Отец сцепил пальцы на затылке.
— Может быть, я сам с ними поговорю.
У меня резко опустились плечи, но я тут же их расправила — это проверка, ее надо выдержать с честью. Да и Патти могла бы съездить. Она скрестила руки на груди.
— Хорошо, — сказала я, хотя по интонации было понятно, как мне это не нравится. — Главное, чтобы они узнали. Поскорее. — И я вслед за Патти скрестила руки.
Отец закрыл глаза.
— Анна.
— Да?
— Как давно ты последний раз виделась с сыном Фарзуфа?
Вот это поворот!
— Я?.. Вчера вечером?
Карие глаза широко распахнулись. Я поспешила объяснить:
— Всего несколько минут, в музыкальном магазине. Фарзуфа в Атланте не было.
Отец прикрыл рот ладонью и выругался, потом спросил:
— Он тебе звонил?
— Нет. Он не хочет со мной разговаривать. Я узнала, что он будет здесь, от Джея, моего друга.
Отец кивнул. Куда он клонит?
— Ты все еще от него без ума? — Он сцепил пальцы и положил руки на стол перед собой.
— Нет, папа, не без ума. Это называется по-другому.
Отец вздохнул.
— Ровно поэтому тебе, Анна, и не стоит с ним встречаться. Он это, кажется, понимает. А ты что же?
Боясь не сдержаться, я вместо ответа лишь стиснула зубы.
— Прости меня. Я не хочу быть грубым, но у тебя так и не выработался важнейший инстинкт, который испы обычно приобретают в детстве. Ты недостаточно осмотрительна в своих отношениях с окружающими. Можешь сколько угодно на меня злиться, но защищать тебя от опасности — моя работа. Со временем твои чувства к нему ослабнут.
— Кому как не тебе, — откликнулась Патти, — знать, что так это не работает. Ты же разыскивал мать Анны не одну сотню лет.
Он откинулся на спинку стула, глядя на нее с уважением и опаской, а мне хотелось лупить кулаками воздух. Патти была права: отец действительно прочесал всю землю, чтобы найти ангела-хранителя Марианту — мою будущую мать, — которую никогда не переставал любить. Он медленно кивнул.

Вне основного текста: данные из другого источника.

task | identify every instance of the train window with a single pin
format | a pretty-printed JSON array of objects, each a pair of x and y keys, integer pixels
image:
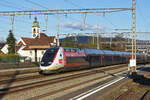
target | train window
[{"x": 67, "y": 50}]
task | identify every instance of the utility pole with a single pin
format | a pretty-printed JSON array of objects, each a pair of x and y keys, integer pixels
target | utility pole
[
  {"x": 58, "y": 25},
  {"x": 133, "y": 58},
  {"x": 12, "y": 23}
]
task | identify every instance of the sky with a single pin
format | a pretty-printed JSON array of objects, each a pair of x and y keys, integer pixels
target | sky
[{"x": 72, "y": 23}]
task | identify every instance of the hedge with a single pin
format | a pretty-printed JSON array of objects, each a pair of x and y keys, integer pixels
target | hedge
[{"x": 9, "y": 58}]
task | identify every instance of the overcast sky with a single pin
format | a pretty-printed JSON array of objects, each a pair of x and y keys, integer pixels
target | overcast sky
[{"x": 72, "y": 23}]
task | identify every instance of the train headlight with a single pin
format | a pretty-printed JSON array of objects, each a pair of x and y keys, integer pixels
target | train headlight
[
  {"x": 49, "y": 62},
  {"x": 42, "y": 62}
]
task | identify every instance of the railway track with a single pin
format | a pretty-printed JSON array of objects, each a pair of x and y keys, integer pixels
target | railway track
[
  {"x": 52, "y": 81},
  {"x": 19, "y": 79},
  {"x": 25, "y": 87},
  {"x": 146, "y": 95}
]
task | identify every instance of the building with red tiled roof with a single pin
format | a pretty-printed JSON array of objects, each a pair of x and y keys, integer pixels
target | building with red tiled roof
[{"x": 35, "y": 47}]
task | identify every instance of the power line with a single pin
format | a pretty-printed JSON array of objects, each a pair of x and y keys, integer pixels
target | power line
[
  {"x": 37, "y": 4},
  {"x": 63, "y": 11}
]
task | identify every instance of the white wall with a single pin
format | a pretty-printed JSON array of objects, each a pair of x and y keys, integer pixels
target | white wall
[{"x": 5, "y": 49}]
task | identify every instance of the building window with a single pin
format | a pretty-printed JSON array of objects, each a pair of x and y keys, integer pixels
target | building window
[
  {"x": 42, "y": 52},
  {"x": 30, "y": 52}
]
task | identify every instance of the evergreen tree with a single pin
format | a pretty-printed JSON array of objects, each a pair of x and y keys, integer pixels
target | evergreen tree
[{"x": 11, "y": 41}]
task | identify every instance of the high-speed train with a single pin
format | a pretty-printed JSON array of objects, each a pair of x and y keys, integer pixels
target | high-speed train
[{"x": 66, "y": 58}]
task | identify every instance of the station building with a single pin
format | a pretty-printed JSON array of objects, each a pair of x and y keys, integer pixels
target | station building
[{"x": 33, "y": 48}]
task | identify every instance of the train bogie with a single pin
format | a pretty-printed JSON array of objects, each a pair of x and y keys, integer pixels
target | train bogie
[{"x": 65, "y": 58}]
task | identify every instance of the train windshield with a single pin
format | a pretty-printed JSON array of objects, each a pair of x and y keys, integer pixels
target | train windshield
[{"x": 49, "y": 55}]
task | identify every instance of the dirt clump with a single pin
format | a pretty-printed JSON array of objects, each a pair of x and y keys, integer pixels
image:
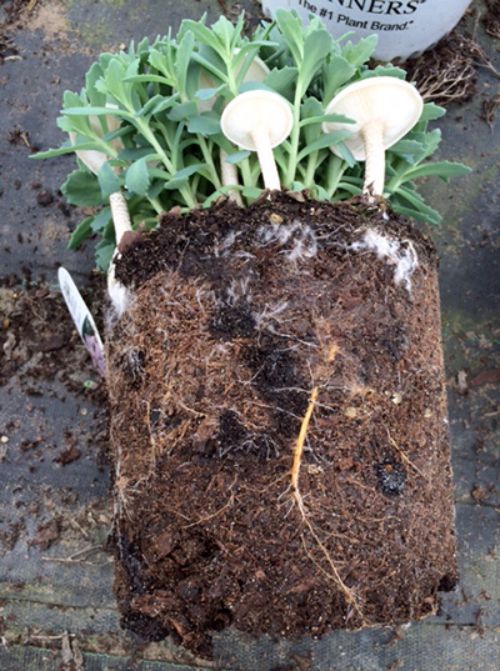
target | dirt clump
[{"x": 279, "y": 424}]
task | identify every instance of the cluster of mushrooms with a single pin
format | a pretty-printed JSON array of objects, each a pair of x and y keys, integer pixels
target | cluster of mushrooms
[{"x": 383, "y": 110}]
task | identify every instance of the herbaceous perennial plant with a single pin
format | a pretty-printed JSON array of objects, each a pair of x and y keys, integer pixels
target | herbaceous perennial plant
[{"x": 153, "y": 115}]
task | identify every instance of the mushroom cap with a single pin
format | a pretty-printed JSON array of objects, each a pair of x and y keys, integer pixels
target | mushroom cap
[
  {"x": 394, "y": 102},
  {"x": 257, "y": 109}
]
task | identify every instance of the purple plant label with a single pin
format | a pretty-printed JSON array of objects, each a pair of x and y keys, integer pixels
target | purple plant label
[{"x": 83, "y": 320}]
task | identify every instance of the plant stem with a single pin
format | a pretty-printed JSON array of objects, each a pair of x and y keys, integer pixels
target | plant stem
[
  {"x": 294, "y": 141},
  {"x": 375, "y": 158},
  {"x": 336, "y": 169}
]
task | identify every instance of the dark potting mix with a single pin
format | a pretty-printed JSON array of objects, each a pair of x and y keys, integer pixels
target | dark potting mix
[{"x": 279, "y": 435}]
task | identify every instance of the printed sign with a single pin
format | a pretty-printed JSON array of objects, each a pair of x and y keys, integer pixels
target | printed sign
[
  {"x": 404, "y": 27},
  {"x": 83, "y": 320}
]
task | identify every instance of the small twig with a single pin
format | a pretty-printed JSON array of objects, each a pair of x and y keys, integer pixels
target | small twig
[
  {"x": 73, "y": 559},
  {"x": 31, "y": 6},
  {"x": 404, "y": 456}
]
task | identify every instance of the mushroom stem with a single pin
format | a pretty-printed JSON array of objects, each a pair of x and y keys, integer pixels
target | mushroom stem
[
  {"x": 120, "y": 215},
  {"x": 260, "y": 136},
  {"x": 373, "y": 136},
  {"x": 230, "y": 178}
]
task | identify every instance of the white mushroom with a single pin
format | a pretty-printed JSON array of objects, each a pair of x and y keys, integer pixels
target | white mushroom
[
  {"x": 384, "y": 109},
  {"x": 257, "y": 72},
  {"x": 259, "y": 121}
]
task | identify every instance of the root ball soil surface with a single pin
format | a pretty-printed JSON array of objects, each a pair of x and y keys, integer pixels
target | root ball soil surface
[{"x": 279, "y": 423}]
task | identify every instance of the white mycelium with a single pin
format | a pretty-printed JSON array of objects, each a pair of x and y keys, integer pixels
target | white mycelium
[
  {"x": 299, "y": 238},
  {"x": 402, "y": 256}
]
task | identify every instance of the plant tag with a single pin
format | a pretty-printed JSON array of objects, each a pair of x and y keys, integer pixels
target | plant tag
[{"x": 83, "y": 320}]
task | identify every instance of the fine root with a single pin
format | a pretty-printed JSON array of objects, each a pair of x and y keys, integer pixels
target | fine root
[
  {"x": 404, "y": 456},
  {"x": 298, "y": 499}
]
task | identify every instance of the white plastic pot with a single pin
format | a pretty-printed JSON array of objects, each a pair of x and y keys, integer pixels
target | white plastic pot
[{"x": 404, "y": 27}]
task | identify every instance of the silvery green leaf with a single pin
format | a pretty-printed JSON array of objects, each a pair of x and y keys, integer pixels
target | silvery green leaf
[
  {"x": 182, "y": 111},
  {"x": 442, "y": 169},
  {"x": 254, "y": 86},
  {"x": 182, "y": 176},
  {"x": 108, "y": 180},
  {"x": 137, "y": 178},
  {"x": 316, "y": 48},
  {"x": 282, "y": 80},
  {"x": 238, "y": 156},
  {"x": 101, "y": 220},
  {"x": 323, "y": 142},
  {"x": 104, "y": 254},
  {"x": 345, "y": 154},
  {"x": 431, "y": 112},
  {"x": 360, "y": 52},
  {"x": 205, "y": 124},
  {"x": 208, "y": 94},
  {"x": 336, "y": 74},
  {"x": 184, "y": 53},
  {"x": 66, "y": 148},
  {"x": 291, "y": 28},
  {"x": 410, "y": 150},
  {"x": 82, "y": 188}
]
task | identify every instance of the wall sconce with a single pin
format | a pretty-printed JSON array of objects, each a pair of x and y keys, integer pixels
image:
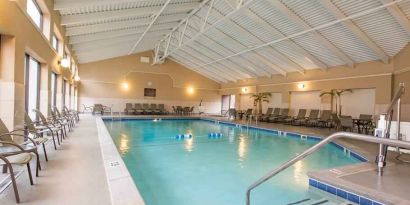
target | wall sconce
[
  {"x": 65, "y": 63},
  {"x": 190, "y": 90}
]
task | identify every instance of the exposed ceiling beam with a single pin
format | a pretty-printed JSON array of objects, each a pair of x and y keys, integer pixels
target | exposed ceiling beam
[
  {"x": 106, "y": 42},
  {"x": 398, "y": 14},
  {"x": 109, "y": 26},
  {"x": 73, "y": 4},
  {"x": 112, "y": 34},
  {"x": 274, "y": 52},
  {"x": 320, "y": 38},
  {"x": 304, "y": 32},
  {"x": 70, "y": 20},
  {"x": 212, "y": 72},
  {"x": 331, "y": 8},
  {"x": 149, "y": 26},
  {"x": 275, "y": 31}
]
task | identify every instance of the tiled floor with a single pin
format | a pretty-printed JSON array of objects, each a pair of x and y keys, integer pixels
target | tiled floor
[{"x": 74, "y": 174}]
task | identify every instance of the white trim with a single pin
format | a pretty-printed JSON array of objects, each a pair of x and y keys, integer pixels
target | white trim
[{"x": 305, "y": 81}]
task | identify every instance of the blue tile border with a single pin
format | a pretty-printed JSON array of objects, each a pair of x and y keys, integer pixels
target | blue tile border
[{"x": 350, "y": 196}]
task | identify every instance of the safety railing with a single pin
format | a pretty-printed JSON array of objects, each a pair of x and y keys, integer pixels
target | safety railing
[{"x": 361, "y": 137}]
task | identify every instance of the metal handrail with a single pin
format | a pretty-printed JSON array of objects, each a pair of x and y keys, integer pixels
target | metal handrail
[
  {"x": 396, "y": 97},
  {"x": 366, "y": 138}
]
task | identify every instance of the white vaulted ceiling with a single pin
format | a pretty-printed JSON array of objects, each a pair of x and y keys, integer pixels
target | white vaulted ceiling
[{"x": 229, "y": 40}]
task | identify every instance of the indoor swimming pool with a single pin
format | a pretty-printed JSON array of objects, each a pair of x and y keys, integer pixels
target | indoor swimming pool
[{"x": 200, "y": 162}]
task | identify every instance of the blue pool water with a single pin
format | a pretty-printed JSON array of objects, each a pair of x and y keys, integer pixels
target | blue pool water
[{"x": 207, "y": 171}]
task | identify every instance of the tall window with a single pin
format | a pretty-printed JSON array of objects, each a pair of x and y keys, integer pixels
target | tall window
[
  {"x": 64, "y": 89},
  {"x": 35, "y": 13},
  {"x": 56, "y": 42},
  {"x": 53, "y": 90},
  {"x": 32, "y": 83}
]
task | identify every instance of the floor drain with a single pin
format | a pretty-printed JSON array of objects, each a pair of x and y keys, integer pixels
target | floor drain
[{"x": 114, "y": 164}]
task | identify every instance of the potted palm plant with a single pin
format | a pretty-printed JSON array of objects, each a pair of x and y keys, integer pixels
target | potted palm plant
[{"x": 258, "y": 98}]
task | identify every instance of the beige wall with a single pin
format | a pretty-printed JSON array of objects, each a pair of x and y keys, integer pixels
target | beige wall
[
  {"x": 402, "y": 74},
  {"x": 20, "y": 36},
  {"x": 101, "y": 82}
]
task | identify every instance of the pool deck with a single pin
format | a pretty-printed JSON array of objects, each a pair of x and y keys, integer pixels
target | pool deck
[{"x": 79, "y": 173}]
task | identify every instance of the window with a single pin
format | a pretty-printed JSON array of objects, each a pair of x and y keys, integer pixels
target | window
[
  {"x": 35, "y": 13},
  {"x": 56, "y": 42},
  {"x": 53, "y": 90},
  {"x": 32, "y": 83}
]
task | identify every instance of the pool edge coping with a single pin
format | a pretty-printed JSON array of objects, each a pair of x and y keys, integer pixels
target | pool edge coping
[{"x": 117, "y": 174}]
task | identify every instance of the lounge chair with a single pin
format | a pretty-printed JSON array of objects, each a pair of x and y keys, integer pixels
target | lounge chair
[
  {"x": 138, "y": 109},
  {"x": 275, "y": 113},
  {"x": 19, "y": 158},
  {"x": 34, "y": 129},
  {"x": 283, "y": 115},
  {"x": 146, "y": 108},
  {"x": 129, "y": 109},
  {"x": 301, "y": 115},
  {"x": 335, "y": 121},
  {"x": 346, "y": 123},
  {"x": 232, "y": 113},
  {"x": 325, "y": 120},
  {"x": 154, "y": 109},
  {"x": 98, "y": 108},
  {"x": 24, "y": 141},
  {"x": 248, "y": 113},
  {"x": 162, "y": 110},
  {"x": 53, "y": 125},
  {"x": 313, "y": 115}
]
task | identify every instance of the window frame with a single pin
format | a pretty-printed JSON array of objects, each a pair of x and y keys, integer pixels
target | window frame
[{"x": 41, "y": 26}]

— Так или иначе, если его не будет в поле зрения, ты будешь меньше отвлекаться. Поэтому на данный момент никакой Калифорнии, и я не желаю больше ничего о нем слышать. Ясно?
Патти подмигнула мне.
— Ясно, — ответила я шепотом. «На данный момент» — значит, не навсегда? Слабое утешение, но я за него ухватилась.
Глава пятая
Первое задание
В следующие пять недель тем летом я не получала известий от отца. Шептуны, к моей радости, появились за всё это время раза два или три. Но меня тяготила неизвестность и грызло нетерпение. Лето проходило в бездействии, а я ведь надеялась многое успеть еще до начала своего последнего учебного года.
Я сидела на балконе после пробежки, мечтая, чтобы в душном воздухе позднего утра подул хотя бы легкий ветерок.
Вышла Патти с чашкой дымящегося кофе, подала ее мне и спросила:
— Идешь сегодня на работу?
Я покачала головой.
— Завтра.
Работала я по-прежнему в кафе-мороженом.